According to the release, Shield’s performance in the trial “is within range of current guideline-recommended non-invasive screening methods, in which overall CRC sensitivity ranges from 74% to 92%.”
“In addition to performance, a screening test’s value should be measured by how accessible it is, and how likely people are to use it,” Michael Sapienza, CEO of the Colorectal Cancer Alliance, said in the release. “Guardant Health’s Shield test checks all three of these boxes and is truly a welcomed addition to the screening options currently available. Giving people choice and offering a blood test that can reach those in harder-to-screen communities, will undoubtedly be a huge step forward in our battle against colorectal cancer.”
According to the release, the Shield blood test can easily be completed at a primary care physician’s office during a routine office visit and offers patients “a convenient and more pleasant alternative screening method” that avoids the time commitments and discomfort typically associated with invasive colonoscopy or stool tests.
“The FDA approval of the Shield test is a significant victory for patients and an important milestone in Guardant Health’s mission to conquer cancer with data,” AmirAli Talasaz, co-CEO of Guardant Health, said. “Shield can help improve colorectal cancer screening rates so we can detect more cancers at an early stage, when they are treatable.

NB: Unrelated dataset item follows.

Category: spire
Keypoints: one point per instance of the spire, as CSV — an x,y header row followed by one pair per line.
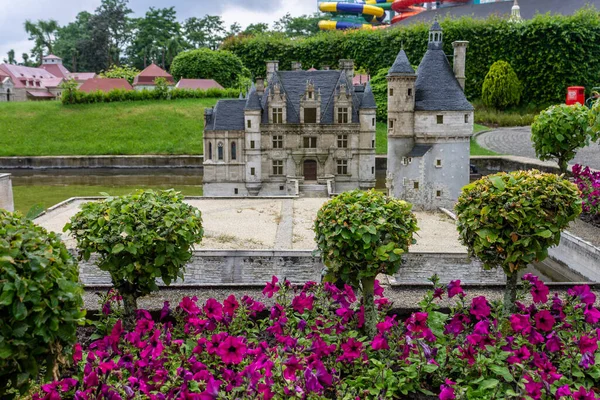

We are... very excited to empower physicians with a viable blood-based screening option to tailor the screening regimen to the unique needs of their patients.”
The company noted the Shield blood test will be available for all eligible patients and Medicare beneficiaries, with expansions into commercial insurance coverage following inclusion of the test in future guidelines from the American Cancer Society and the U.S. Preventive Services Task Force.